People asking for NECs should re-read the entire thread. If BC PS3s didn't last enough with brand new OG NECs, what makes you think the ones you get from "ebay" will be a better option than the tantalums? Also, many screwed the console up by doing this job, better read a lot and follow the advises of the ones who already succeed with this repair.

To be fair, the BC units didn't start failing around 2009/2010, that's at least 3 years of use with Sony's crappy fan control which lets the unit and internals practically cook themselves.

In terms of the repair job, I have asked around my area multiple times and nobody is willing to take on this job, so I have no option other than to finally attempt it myself.
 
To be fair, the BC units didn't start failing around 2009/2010, that's at least 3 years of use with Sony's crappy fan control which lets the unit and internals practically cook themselves.

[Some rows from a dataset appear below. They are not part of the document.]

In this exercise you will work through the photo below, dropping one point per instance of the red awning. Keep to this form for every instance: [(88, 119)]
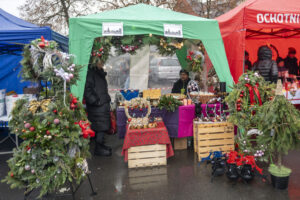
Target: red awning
[(259, 22)]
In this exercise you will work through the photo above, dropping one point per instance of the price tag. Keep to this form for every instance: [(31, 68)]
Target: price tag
[(112, 29), (173, 30)]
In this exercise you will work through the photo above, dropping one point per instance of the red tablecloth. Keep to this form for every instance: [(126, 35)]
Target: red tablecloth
[(149, 136)]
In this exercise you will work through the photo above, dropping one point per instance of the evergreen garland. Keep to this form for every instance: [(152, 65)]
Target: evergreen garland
[(55, 147), (246, 115), (280, 124)]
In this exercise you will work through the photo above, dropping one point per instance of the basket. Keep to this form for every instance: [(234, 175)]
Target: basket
[(205, 98)]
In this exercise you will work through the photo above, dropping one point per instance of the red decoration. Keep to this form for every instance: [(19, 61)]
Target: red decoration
[(240, 159), (253, 89), (85, 128)]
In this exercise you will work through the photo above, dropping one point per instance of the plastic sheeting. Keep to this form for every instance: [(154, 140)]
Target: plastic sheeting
[(255, 23), (144, 19)]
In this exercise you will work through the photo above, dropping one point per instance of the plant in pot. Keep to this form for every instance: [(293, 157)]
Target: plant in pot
[(280, 127)]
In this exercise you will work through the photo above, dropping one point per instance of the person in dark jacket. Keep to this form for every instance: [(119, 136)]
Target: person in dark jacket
[(266, 67), (291, 62), (98, 106), (180, 86)]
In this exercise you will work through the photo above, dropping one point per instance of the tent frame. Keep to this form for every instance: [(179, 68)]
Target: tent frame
[(143, 19)]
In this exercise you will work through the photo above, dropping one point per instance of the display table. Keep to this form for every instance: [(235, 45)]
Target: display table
[(293, 99), (179, 123), (149, 136)]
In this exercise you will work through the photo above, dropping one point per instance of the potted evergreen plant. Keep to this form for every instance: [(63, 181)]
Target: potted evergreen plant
[(280, 127)]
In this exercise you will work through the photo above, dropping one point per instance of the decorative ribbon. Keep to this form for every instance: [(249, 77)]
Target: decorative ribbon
[(34, 105), (65, 76), (85, 128)]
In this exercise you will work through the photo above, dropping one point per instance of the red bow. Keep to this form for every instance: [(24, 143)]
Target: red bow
[(253, 89), (251, 161), (85, 128)]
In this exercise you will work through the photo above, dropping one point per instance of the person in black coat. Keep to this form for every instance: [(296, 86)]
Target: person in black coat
[(291, 62), (98, 106), (266, 67), (180, 86)]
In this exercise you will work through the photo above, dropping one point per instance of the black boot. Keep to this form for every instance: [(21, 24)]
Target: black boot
[(101, 151)]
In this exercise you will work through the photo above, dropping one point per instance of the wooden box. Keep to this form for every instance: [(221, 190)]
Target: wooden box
[(147, 156), (180, 143), (209, 137)]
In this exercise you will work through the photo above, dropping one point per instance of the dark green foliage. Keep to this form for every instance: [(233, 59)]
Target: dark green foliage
[(280, 123), (248, 118)]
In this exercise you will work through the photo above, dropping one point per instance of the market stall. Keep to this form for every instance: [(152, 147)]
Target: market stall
[(255, 23), (144, 20)]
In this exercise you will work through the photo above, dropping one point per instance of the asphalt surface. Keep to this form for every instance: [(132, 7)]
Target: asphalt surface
[(182, 179)]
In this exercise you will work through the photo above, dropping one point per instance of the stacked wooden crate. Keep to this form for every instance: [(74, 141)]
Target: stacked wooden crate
[(210, 137), (147, 156)]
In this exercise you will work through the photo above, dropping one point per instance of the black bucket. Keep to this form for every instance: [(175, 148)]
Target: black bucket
[(281, 183)]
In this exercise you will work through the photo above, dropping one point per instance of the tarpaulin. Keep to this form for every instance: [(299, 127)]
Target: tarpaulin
[(259, 22), (144, 19)]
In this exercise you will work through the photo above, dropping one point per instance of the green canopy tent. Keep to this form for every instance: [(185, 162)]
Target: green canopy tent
[(143, 19)]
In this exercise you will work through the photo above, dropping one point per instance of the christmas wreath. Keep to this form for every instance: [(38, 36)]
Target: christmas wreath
[(54, 128), (244, 105)]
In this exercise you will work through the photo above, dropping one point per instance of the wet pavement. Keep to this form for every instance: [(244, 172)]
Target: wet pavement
[(182, 179)]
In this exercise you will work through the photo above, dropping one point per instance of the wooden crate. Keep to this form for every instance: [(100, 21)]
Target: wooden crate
[(147, 178), (180, 143), (209, 137), (147, 156)]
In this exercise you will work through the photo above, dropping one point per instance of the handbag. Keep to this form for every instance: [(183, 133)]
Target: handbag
[(113, 123)]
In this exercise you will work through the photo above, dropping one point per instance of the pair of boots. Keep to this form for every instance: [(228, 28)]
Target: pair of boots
[(102, 150)]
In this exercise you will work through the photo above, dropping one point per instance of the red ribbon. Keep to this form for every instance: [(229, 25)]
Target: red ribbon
[(251, 92), (257, 93), (85, 129)]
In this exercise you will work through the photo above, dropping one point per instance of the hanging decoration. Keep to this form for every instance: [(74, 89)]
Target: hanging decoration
[(244, 103), (47, 125)]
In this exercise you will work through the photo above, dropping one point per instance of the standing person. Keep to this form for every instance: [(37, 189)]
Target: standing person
[(248, 64), (98, 106), (291, 62), (180, 86), (266, 67)]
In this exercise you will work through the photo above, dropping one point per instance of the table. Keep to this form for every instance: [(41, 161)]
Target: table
[(149, 136), (179, 123)]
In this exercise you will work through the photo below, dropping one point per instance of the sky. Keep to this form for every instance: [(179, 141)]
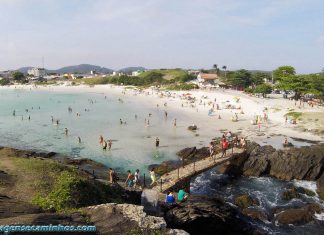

In terms of the repair job, I have asked around my area multiple times and nobody is willing to take on this job, so I have no option other than to finally attempt it myself.
I extracted this from wikipedia:

"In September 2009, BBC's Watchdog television program aired a report investigating the issue, calling it the "yellow light of death" (YLOD). Among the consoles that experienced the failure, they found that it usually occurred 18–24 months after purchase, while the standard Sony warranty covers one year after purchase. After this time period, PlayStation 3 owners can pay Sony a fixed fee for a refurbished console."

That's the life expectancy of the NECs (see what happens in other pieces of hardware that use these capacitors). We can agree that this is a problem of the crappy reliability of the capacitors, since this also happens on 2xxx models (less working temperature), and never existed in later models. Nobody is gonna stop you from using them, as Squeept proved that this is the best option to use on a PS3, but don't expect to see that console running for many years like it would with the tantalums.

I recommend you to go slowly with the fix, it is not that hard. Many had problems removing smd components by accident, so cover everything with kapton tape and apply flux, tin and use the solder iron with the heat gun (if you have one) when removing the old NECs. The rest is easy.
 
I extracted this from wikipedia:

"In September 2009, BBC's Watchdog television program aired a report investigating the issue, calling it the "yellow light of death" (YLOD). Among the consoles that experienced the failure, they found that it usually occurred 18–24 months after purchase, while the standard Sony warranty covers one year after purchase. After this time period, PlayStation 3 owners can pay Sony a fixed fee for a refurbished console."

That's the life expectancy of the NECs (see what happens in other pieces of hardware that use these capacitors). We can agree that this is a problem of the crappy reliability of the capacitors, since this also happens on 2xxx models (less working temperature), and never existed in later models. Nobody is gonna stop you from using them, as Squeept proved that this is the best option to use on a PS3, but don't expect to see that console running for many years like it would with the tantalums.

I recommend you to go slowly with the fix, it is not that hard. Many had problems removing smd components by accident, so cover everything with kapton tape and apply flux, tin and use the solder iron with the heat gun (if you have one) when removing the old NECs. The rest is easy.
Okay point well taken.

Would these tantalums be sufficient for the job?

https://www.ebay.com.au/itm/5x-7343...D-SMT-Capacitor/352689057242?var=622031492572
 
Those are the chinese ones. I used them and capacitance values are incorrect, maybe due being also low quality. Better buy those black ones that @cfreddykrueger used. I think those are Panasonic, also used on super slim models.